AI inference infrastructure is critical infrastructure. When 400,000 GPUs run software with three unpatched RCEs and the maintainer ignores CERT/CC, the responsibility falls on the operator. At Tech86, we have seen this pattern repeatedly: the vendor does not patch, the attacker does not wait, and the bill arrives at the workload owner.
Four RCEs, three unpatched
SGLang is the inference server behind workloads at xAI, NVIDIA, AMD, LinkedIn, Cursor, Oracle, Google Cloud, Azure, and AWS. In January 2026, the project spun out as RadixArk with Accel backing and a valuation of roughly 400 million dollars. The software running on those 400,000 GPUs has four remote code execution vulnerabilities. Only one has been fixed.

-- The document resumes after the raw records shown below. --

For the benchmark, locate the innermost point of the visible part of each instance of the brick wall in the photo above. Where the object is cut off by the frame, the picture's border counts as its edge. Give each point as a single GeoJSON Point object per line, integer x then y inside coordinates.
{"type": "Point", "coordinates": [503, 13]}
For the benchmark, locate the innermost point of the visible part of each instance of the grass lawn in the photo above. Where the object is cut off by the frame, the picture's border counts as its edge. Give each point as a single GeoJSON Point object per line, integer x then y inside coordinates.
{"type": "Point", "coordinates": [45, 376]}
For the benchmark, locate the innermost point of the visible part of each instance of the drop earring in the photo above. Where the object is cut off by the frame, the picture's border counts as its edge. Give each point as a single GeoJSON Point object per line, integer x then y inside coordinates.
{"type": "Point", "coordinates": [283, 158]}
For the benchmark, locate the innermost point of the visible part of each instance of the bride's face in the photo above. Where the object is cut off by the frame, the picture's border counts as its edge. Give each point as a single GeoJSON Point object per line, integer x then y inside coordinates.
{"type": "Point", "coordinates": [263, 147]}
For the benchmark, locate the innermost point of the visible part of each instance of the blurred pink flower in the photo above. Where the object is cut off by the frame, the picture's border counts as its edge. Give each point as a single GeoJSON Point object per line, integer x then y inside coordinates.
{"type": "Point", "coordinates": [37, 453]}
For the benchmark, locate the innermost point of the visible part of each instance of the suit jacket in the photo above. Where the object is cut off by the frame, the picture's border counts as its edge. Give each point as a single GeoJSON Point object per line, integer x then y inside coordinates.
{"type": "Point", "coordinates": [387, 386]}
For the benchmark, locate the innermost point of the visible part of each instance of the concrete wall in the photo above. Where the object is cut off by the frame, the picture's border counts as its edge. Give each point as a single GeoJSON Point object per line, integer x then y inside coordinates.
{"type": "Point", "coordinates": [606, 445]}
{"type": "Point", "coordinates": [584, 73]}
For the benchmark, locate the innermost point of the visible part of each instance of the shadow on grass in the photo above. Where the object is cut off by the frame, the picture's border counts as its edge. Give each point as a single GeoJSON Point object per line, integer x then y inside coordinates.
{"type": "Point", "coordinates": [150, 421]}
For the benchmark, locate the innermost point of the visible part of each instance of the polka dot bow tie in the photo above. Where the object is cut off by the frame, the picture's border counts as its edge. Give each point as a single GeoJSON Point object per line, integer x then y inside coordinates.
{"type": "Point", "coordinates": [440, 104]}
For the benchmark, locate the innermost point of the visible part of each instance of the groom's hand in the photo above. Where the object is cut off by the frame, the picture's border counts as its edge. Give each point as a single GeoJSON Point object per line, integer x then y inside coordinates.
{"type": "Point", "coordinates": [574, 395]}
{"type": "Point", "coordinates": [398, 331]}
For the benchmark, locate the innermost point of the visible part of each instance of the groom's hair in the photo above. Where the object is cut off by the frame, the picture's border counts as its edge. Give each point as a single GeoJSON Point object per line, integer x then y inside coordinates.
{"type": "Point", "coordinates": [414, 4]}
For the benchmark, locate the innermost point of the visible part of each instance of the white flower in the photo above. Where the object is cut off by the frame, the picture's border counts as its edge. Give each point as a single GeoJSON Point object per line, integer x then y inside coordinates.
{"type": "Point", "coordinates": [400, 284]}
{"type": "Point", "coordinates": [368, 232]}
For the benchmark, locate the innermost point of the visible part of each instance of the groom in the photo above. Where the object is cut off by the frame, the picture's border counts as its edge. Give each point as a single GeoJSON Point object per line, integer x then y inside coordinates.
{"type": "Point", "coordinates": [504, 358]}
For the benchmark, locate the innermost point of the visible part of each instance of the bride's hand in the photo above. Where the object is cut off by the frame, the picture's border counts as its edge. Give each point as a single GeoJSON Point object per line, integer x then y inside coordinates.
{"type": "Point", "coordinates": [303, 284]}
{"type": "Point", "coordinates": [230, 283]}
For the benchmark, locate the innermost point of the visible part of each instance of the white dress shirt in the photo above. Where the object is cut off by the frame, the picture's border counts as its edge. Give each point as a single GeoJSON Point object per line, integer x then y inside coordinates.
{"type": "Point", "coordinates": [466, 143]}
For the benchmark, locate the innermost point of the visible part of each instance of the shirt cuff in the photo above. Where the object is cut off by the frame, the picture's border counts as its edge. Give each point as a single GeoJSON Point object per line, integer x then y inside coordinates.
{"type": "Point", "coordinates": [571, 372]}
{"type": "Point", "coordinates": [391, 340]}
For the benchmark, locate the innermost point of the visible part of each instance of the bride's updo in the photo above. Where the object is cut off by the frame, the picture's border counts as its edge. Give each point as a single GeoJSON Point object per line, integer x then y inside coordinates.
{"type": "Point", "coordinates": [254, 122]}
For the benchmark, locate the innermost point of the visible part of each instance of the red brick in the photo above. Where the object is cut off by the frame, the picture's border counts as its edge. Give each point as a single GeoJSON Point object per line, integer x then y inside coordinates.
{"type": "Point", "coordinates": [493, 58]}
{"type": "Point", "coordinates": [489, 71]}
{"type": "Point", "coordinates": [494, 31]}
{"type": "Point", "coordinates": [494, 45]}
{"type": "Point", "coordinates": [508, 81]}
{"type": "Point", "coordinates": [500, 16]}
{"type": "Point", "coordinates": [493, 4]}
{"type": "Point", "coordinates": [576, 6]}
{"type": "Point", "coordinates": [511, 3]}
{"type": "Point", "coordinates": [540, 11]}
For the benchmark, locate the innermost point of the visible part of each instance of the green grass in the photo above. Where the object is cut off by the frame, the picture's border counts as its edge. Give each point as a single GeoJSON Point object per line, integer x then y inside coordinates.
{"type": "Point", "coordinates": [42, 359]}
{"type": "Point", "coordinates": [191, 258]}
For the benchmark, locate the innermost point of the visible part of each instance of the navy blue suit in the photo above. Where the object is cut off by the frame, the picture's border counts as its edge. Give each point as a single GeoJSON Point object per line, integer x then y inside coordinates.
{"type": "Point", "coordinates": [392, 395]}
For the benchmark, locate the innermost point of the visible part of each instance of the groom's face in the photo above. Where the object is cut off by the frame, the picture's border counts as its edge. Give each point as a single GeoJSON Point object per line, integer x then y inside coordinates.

CVE-2026-5760 (CVSS 9.8) exploits GGUF files with Jinja2 payloads in chat_template. The victim loads the model, makes a request to /v1/rerank, and the payload executes. No authentication required. This is the only one patched — fixed in version 0.5.11.
CVE-2026-7301 (CVSS 9.8) targets the ZeroMQ scheduler. The multimodal runtime binds a ROUTER socket. The default code uses 127.0.0.1, but the official documentation recommends --host 0.0.0.0 in every example. The official Docker Compose uses network_mode: host. In every deployment that followed the guide, the socket is exposed. The scheduler calls pickle.loads() on each message. A crafted pickle equals RCE. The same pattern was fixed in March under CVE-2026-3059, but in a different code path. This one is different. No patch.
CVE-2026-7302 (CVSS 9.1) enables arbitrary file writes. The /v1/images/edits and /v1/videos endpoints accept uploads without sanitizing ../ in the filename. An attacker can write to any path accessible to the process. No patch.
CVE-2026-7304 (CVSS 9.8) leverages the custom_logit_processor field, which accepts JSON with a callable containing a hex-encoded dill payload. The server deserializes it with dill.loads() without validation. Dill is a superset of pickle — same arbitrary execution property. Requires --enable-custom-logit-processor to be active. No patch.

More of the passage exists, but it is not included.